# how would you handle this scenario?



## cexcavation (Apr 17, 2008)

dayexco said:


> where i disagree here is...he was asked if he could do the job, and what his fee would be to do this....he never once hesitated on saying he couldn't do the job, or that i would be "on my own", or have to wait should he not be able to perform the task he was hired to do.


First response:

I blame my response on Rino!!!:thumbup: I too thought the guy helped you rebore it the second time for free. All professionals make mistakes from time to time, and the way we finish up makes the difference. If this guy bailed on you, then yeah, backbill him for the pipe he goofed up and call it a day. Doesn't sound like he is willing to work off the damage by returning. 

Alternate response:

My only argument against the material is that some guys have stuff laying around vs. new. I have installed "sun burned" sewer pipe, etc. on my own property, but would never risk it on someone else's project. If a homeowner want's me to install their odds and ends, I usually talk them out of it, or let them know if it fails or leaks, it's their baby at that point. If the pipe you supplied was left over from another job, etc. it very well could have contributed to the leakage. Technically the boring company did what they were hired to do other than the leaking pipe. Since they did not supply the pipe and cannot vouch for how it was stored, handled, etc. it would be tough to say. I know pvc gets brittle and loses it's elasticity, so if this contractor can typically pull his own pipe in this manner without issue, then he may be thinking he is being nice by not charging you to pull what he may feel was defective pipe. My question would be was the pipe you supplied hot off the presses, or????? Just something to think about.


----------



## Upchuck (Apr 7, 2009)

I would deduct the pipe cost from his bill. Being professional not only includes doing the job right but how a person reacts when things don't right.

He's lucky you don't make him wait for the remaining balance.


----------



## dakzaag (Jan 6, 2009)

I don't know Jack about Jill here, but I have never been paid for something I didn't complete. No excuses, no BS, just "there you go, I'll take my check please."

If he didn't finish, I sure as heck hope you didn't pay him a penny. If you send an invoice for the pipe, the worst he can do is not pay. 

You did mess up by supplying the pipe, he wouldn't be near as independent if his pipe was in the ground.


----------



## backhoe1 (Mar 30, 2007)

My experience with boring contractors is somewhat limited, but the few times I've been involved, they've showed up with a machine. No material, no hoe to dig their holes, no grade checking equipment, just a boring machine.


----------



## cexcavation (Apr 17, 2008)

backhoe1 said:


> My experience with boring contractors is somewhat limited, but the few times I've been involved, they've showed up with a machine. No material, no hoe to dig their holes, no grade checking equipment, just a boring machine.
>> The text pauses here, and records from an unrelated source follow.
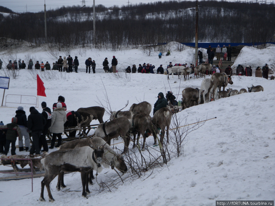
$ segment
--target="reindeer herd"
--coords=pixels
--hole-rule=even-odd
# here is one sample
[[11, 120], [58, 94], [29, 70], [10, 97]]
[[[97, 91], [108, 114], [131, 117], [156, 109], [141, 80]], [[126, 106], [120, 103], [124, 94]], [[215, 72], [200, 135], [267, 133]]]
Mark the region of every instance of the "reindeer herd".
[[[205, 78], [206, 71], [209, 72], [209, 75], [211, 74], [211, 67], [212, 65], [209, 63], [202, 64], [196, 67], [194, 70], [194, 76], [198, 78], [200, 73], [200, 77], [203, 76]], [[168, 79], [169, 79], [169, 75], [172, 74], [172, 77], [174, 73], [178, 74], [179, 78], [179, 74], [189, 74], [190, 73], [186, 72], [189, 71], [189, 67], [185, 67], [182, 66], [175, 66], [170, 68], [168, 68], [167, 74]], [[189, 79], [189, 78], [188, 78]], [[186, 80], [185, 76], [184, 80]], [[241, 89], [240, 91], [236, 89], [233, 89], [229, 88], [227, 91], [225, 91], [225, 88], [228, 84], [232, 85], [233, 82], [231, 79], [231, 75], [228, 76], [225, 73], [214, 73], [211, 75], [210, 78], [204, 78], [202, 81], [200, 89], [197, 88], [194, 89], [187, 87], [183, 89], [182, 92], [182, 107], [183, 110], [190, 107], [201, 104], [204, 103], [209, 102], [211, 101], [215, 101], [215, 99], [219, 98], [227, 97], [248, 92], [245, 89]], [[222, 87], [222, 91], [221, 91]], [[218, 88], [217, 89], [217, 88]], [[252, 85], [251, 87], [248, 87], [248, 92], [255, 92], [263, 91], [263, 88], [260, 85], [254, 86]]]
[[[128, 103], [126, 106], [127, 105]], [[121, 111], [123, 109], [111, 112], [110, 121], [105, 122], [103, 121], [105, 110], [102, 107], [91, 107], [78, 110], [88, 114], [86, 114], [86, 121], [84, 121], [83, 119], [85, 118], [82, 118], [82, 123], [88, 119], [90, 121], [91, 118], [96, 118], [100, 122], [102, 122], [98, 125], [94, 136], [91, 139], [87, 137], [85, 139], [66, 143], [62, 144], [58, 150], [50, 153], [42, 159], [41, 163], [45, 173], [41, 183], [40, 201], [45, 201], [44, 191], [46, 186], [50, 201], [54, 201], [51, 193], [50, 184], [58, 175], [56, 186], [57, 190], [60, 190], [61, 187], [66, 187], [64, 179], [64, 172], [80, 172], [82, 196], [86, 198], [87, 193], [90, 192], [88, 183], [93, 184], [94, 170], [99, 173], [102, 170], [103, 166], [108, 168], [110, 166], [112, 169], [116, 168], [123, 173], [126, 172], [127, 168], [123, 157], [110, 146], [112, 139], [119, 136], [123, 138], [124, 143], [123, 154], [128, 151], [131, 135], [134, 136], [134, 148], [139, 146], [139, 139], [141, 135], [143, 138], [141, 150], [144, 151], [146, 139], [151, 134], [154, 137], [154, 145], [157, 144], [158, 128], [161, 131], [160, 142], [163, 144], [166, 128], [167, 142], [169, 142], [168, 131], [172, 115], [170, 110], [162, 108], [155, 113], [152, 118], [149, 115], [152, 106], [147, 102], [134, 104], [128, 111]]]

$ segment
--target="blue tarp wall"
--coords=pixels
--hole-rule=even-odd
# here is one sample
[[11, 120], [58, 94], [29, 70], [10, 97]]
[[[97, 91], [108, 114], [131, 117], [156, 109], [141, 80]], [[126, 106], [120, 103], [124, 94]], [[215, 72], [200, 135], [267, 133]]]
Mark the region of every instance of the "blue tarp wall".
[[[166, 44], [166, 43], [158, 43], [158, 45], [164, 45]], [[181, 43], [182, 44], [184, 44], [186, 46], [193, 46], [195, 47], [195, 43], [194, 42], [184, 42]], [[274, 42], [258, 42], [254, 43], [254, 45], [255, 46], [257, 45], [260, 45], [262, 44], [275, 44]], [[228, 45], [230, 44], [231, 46], [239, 46], [239, 45], [244, 45], [245, 46], [253, 46], [253, 44], [252, 43], [198, 43], [198, 47], [199, 48], [207, 48], [209, 45], [211, 45], [211, 47], [212, 48], [217, 47], [218, 45], [219, 45], [220, 47], [222, 47], [223, 45], [225, 45], [226, 46], [228, 46]]]

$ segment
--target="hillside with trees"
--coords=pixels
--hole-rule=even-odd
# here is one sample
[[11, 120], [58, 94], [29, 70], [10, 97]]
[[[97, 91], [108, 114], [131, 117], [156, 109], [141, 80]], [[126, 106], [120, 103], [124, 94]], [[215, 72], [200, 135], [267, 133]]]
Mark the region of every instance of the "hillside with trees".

I have the same experience (1 experience total:laughing. I supplied the boring pits as well as the pipe. There were zero issues so I never thought about the pipe issue until now. 

I would say the boring outfits are smart to not provide pipe in one respect. They are providing a boring service and not a plumbing service. The problem is if the pipe fails, who eats the cost. 
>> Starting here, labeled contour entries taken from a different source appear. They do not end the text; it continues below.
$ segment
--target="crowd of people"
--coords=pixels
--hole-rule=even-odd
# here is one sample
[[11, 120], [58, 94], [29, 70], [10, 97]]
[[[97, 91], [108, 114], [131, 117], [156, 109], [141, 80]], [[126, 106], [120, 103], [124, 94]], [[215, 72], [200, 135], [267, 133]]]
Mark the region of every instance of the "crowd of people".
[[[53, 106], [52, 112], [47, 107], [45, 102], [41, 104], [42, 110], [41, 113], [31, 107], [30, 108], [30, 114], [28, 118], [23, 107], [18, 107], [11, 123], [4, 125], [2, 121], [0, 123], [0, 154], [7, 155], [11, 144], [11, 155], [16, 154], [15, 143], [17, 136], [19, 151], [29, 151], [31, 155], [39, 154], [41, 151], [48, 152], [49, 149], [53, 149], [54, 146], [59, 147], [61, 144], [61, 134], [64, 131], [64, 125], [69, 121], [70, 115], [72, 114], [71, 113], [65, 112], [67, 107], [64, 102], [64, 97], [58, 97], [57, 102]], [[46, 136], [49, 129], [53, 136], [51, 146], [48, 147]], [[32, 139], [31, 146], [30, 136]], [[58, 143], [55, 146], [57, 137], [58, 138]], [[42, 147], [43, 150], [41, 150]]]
In Day's scenario, it definately sounds like the boring crew over stressed the pipe and is at fault. The difficulty is in proving something like that. It is sort of like proving whether or not a soft spot occurred from existing conditions or from the excavation contractor over working the area and "pumping it up".

If the boring crew provided everything, then it is easy to make the call that they are at fault. If we provide the pipe, we inadvertantly hold some liability. From now on, I will probably insist the boring outfit provide the pipe. If they snag it up, bust it, etc. then it is up to them to figure it out and not me.


----------



## PipeGuy (Oct 8, 2004)

Day-
I just finished a job on which acceptance pressure testing revealed foundry defects in (2) pieces of ductile; in (2) different sizes. In both cases the defects weren't evident upon either casual visual inspection or at working pressures (only high test pressures). Defective pipe does happen and it's not the installers fault. If you went and snatched the pipe out of the bore and found a big tear in it where it had been pulled across an obstacle I'd definitely say it's the sub's fault given the scenario you described (I think the new DD rigs even log the push/pull forces being exerted). Otherwise I'd say the pipe is yours to eat.


----------